On November 27, 2007, the Federal Communications Commission (“Commission” or “FCC”) released an Order and Further Notice of Proposed Rulemaking in its Leased Access Proceeding (“FNPRM”). The Order was released on February 1, 2008.

In the Report and Order, the Commission modified its leased access rules which require cable operators to set aside channel capacity for commercial use by unaffiliated video programmers. Specifically, § 612 of the Communications Act authorizes the Commission to promulgate leased access rules to promote diversity of programming at reasonable terms and conditions. In its Notice of Proposed Rulemaking sought comment on a number of provisions relating to enforcement, rates and procedural issues. The Commission adopted a plethora of cumbersome new rules in all of these area that all cable operators must fully comply with, in addition to the already existing regulatory standards. The Commission attempts to justify the rule modifications by claiming that they are necessary in order to create uniformity in customer service standards, negotiation standards, rates, reporting requirements. However, these rules significantly limit the ability of cable operators to carry out their business plans in a manner that is tailored to their specific business needs. These rules become effective 90 days after publication in the Federal Register.

The Commission tried to take a preemptive strike against any challenge by cable operators, claiming that the rules, as adopted withstand constitutional scrutiny. While the DC Circuit has already held that the leased access provisions of the 1992 Cable Act are not content-based, further regulation may not survive the intermediate scrutiny standard of review due to the elimination of public access obligations in the broadcast context and the great possibility of a negative impact on revenue impact may be a taking. Further, robust growth in access to the Internet and increasing consumer preference for web-based and other alternative forms of content diminishes the need for access through traditional cable service.

Friday, February 01, 2008

FCC Releases Proposals to Reform USF

On Tuesday, January 29, 2008, the Federal Communications Commission ("Commission") released three Notices of Proposed Rulemaking ("NPRM") to examine the deficiencies in the high-cost Universal Service Fund ("USF").

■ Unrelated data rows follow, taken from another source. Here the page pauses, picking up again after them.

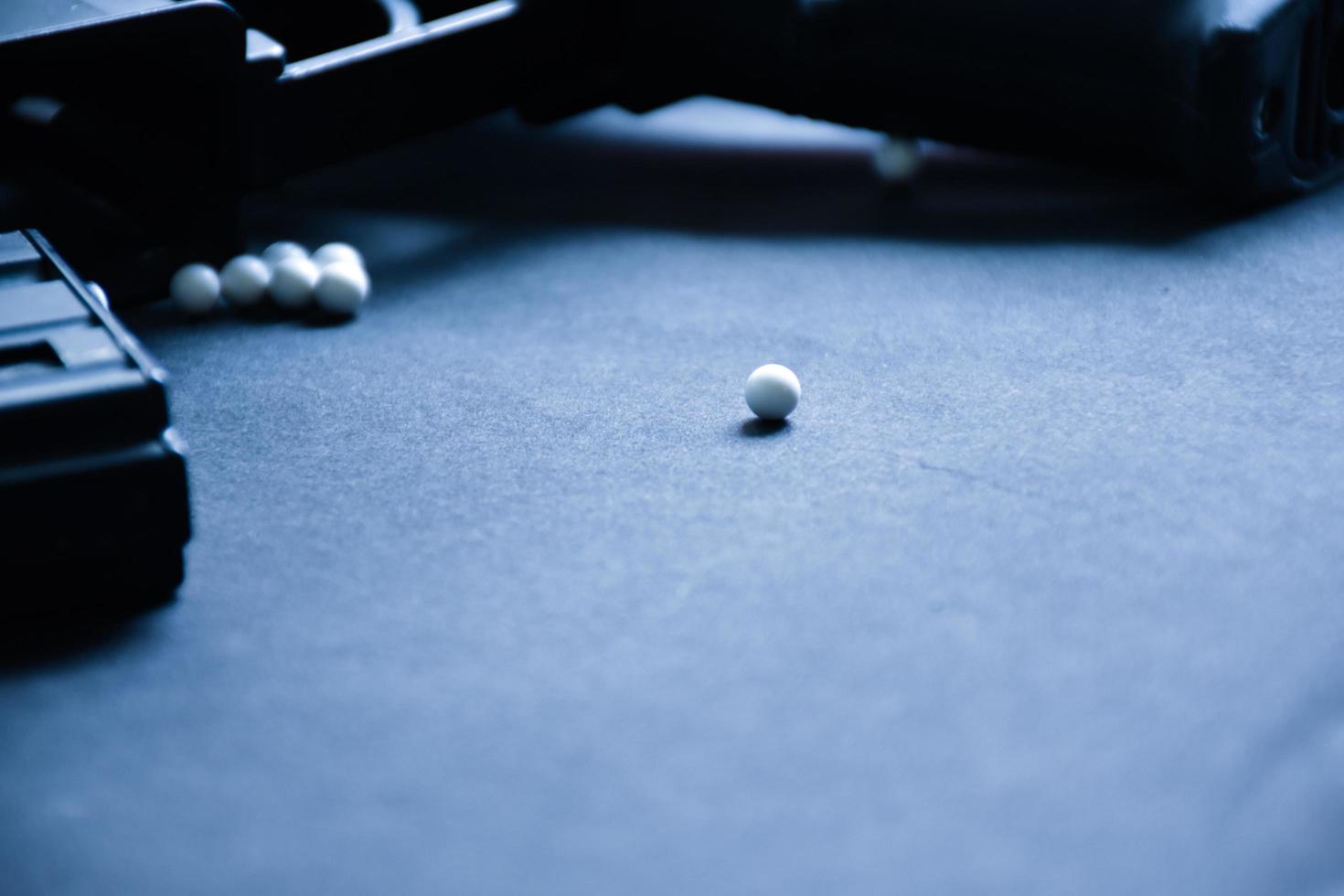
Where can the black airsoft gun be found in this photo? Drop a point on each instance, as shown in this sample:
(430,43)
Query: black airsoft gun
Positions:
(131,129)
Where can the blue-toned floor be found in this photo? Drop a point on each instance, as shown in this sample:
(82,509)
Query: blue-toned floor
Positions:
(492,592)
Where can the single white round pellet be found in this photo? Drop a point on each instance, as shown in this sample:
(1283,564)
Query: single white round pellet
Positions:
(332,252)
(99,292)
(898,160)
(243,281)
(292,283)
(773,391)
(195,288)
(342,288)
(277,252)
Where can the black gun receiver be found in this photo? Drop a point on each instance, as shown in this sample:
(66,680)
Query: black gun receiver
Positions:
(91,478)
(129,129)
(134,125)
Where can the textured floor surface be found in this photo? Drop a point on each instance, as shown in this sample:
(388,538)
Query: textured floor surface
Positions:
(494,592)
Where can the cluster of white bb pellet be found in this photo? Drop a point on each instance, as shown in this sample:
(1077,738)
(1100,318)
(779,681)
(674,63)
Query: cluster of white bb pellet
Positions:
(332,278)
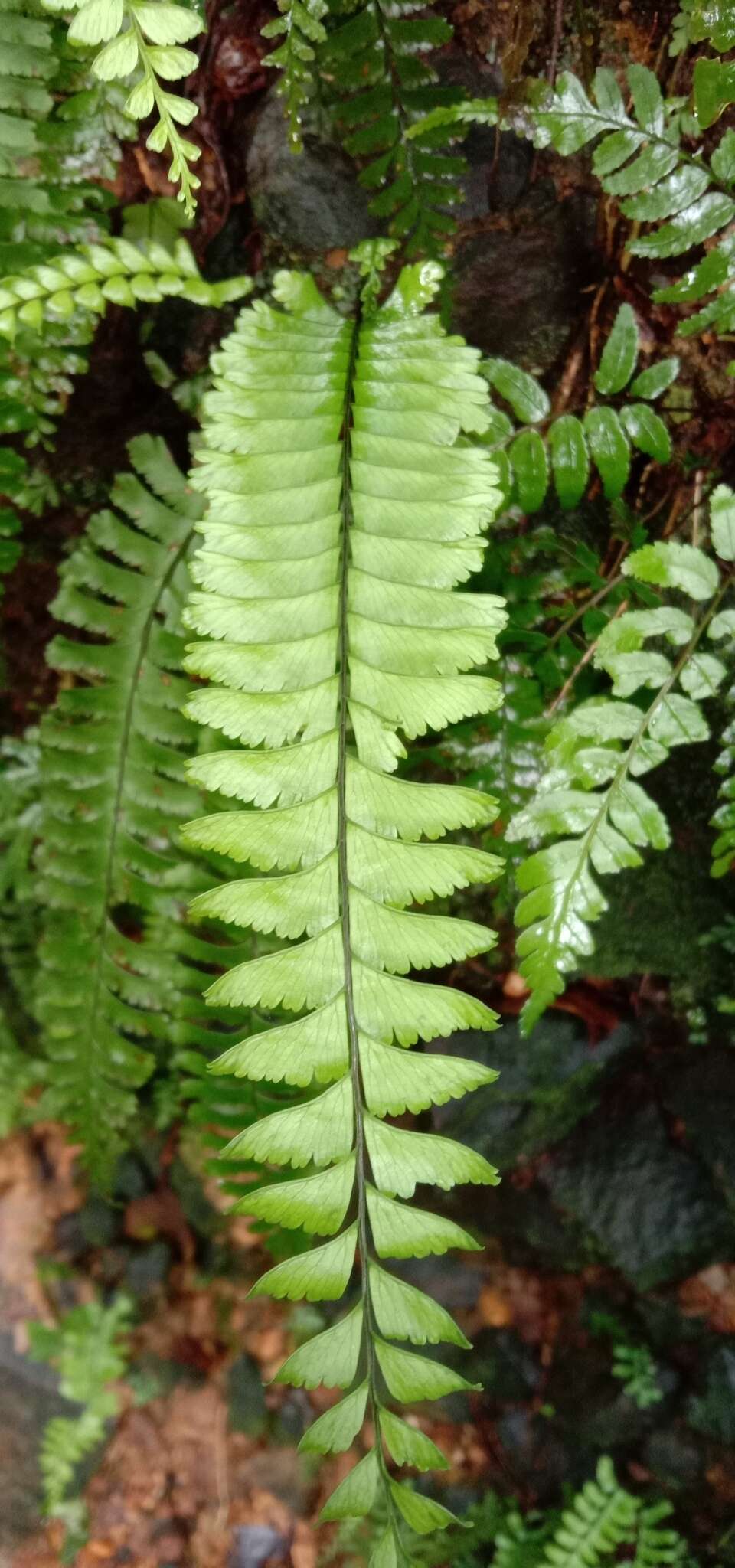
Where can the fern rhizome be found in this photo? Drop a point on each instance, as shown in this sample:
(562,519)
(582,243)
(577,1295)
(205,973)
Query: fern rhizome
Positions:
(342,510)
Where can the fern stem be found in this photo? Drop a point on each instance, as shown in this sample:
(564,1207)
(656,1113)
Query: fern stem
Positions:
(622,769)
(119,782)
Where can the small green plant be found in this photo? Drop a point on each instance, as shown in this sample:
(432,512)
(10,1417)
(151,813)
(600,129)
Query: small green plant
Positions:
(639,1374)
(90,1351)
(590,802)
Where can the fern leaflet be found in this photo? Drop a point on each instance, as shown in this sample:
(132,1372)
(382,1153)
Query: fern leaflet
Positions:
(341,513)
(143,40)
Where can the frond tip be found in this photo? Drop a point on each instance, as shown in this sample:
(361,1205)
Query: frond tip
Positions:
(342,511)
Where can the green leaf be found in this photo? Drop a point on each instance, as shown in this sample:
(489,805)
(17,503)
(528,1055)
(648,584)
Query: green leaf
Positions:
(610,449)
(338,1427)
(354,1496)
(118,58)
(621,350)
(714,90)
(655,378)
(530,466)
(570,459)
(320,1131)
(723,523)
(317,1203)
(519,389)
(422,1514)
(329,1358)
(320,1276)
(405,1313)
(671,565)
(413,1379)
(400,1231)
(96,22)
(648,432)
(405,1159)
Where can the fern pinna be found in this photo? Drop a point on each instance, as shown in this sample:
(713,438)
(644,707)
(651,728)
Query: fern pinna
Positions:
(342,510)
(121,975)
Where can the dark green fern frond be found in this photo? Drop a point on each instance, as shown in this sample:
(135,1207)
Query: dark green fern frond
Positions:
(590,802)
(342,511)
(113,792)
(723,538)
(682,200)
(378,70)
(570,447)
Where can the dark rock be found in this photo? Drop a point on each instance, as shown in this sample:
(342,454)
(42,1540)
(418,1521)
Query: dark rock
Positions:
(148,1267)
(308,201)
(247,1397)
(714,1412)
(675,1459)
(547,1084)
(648,1206)
(516,286)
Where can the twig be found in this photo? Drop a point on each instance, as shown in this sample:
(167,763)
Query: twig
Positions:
(585,659)
(558,22)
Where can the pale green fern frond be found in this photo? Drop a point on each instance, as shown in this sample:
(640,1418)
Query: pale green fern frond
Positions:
(142,40)
(723,631)
(339,486)
(112,272)
(590,802)
(684,200)
(113,792)
(377,60)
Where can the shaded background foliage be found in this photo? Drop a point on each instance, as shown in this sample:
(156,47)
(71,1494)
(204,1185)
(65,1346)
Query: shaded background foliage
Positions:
(613,1123)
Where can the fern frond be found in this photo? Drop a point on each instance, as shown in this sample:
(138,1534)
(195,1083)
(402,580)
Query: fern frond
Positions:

The Commission asks for comment in three areas: (1) changes to the identical support rule for wireless providers; (2) use of reverse auctions to distribute subsidies; and (3) recommendations of the Federal-State Joint Board on Universal Service including making broadband services eligible to receive subsidies.

These reform proposals are long overdue as the stability of the fund, in terms of both contribution base and distributions has waned in recent years. Whether the reform efforts announced will actually go through is yet to be determined. Commission Democrats have already expressed dissenting views on the use of reverse auctions, demonstrating a lack of unity on the proposals. And, industry backlash is highly likely.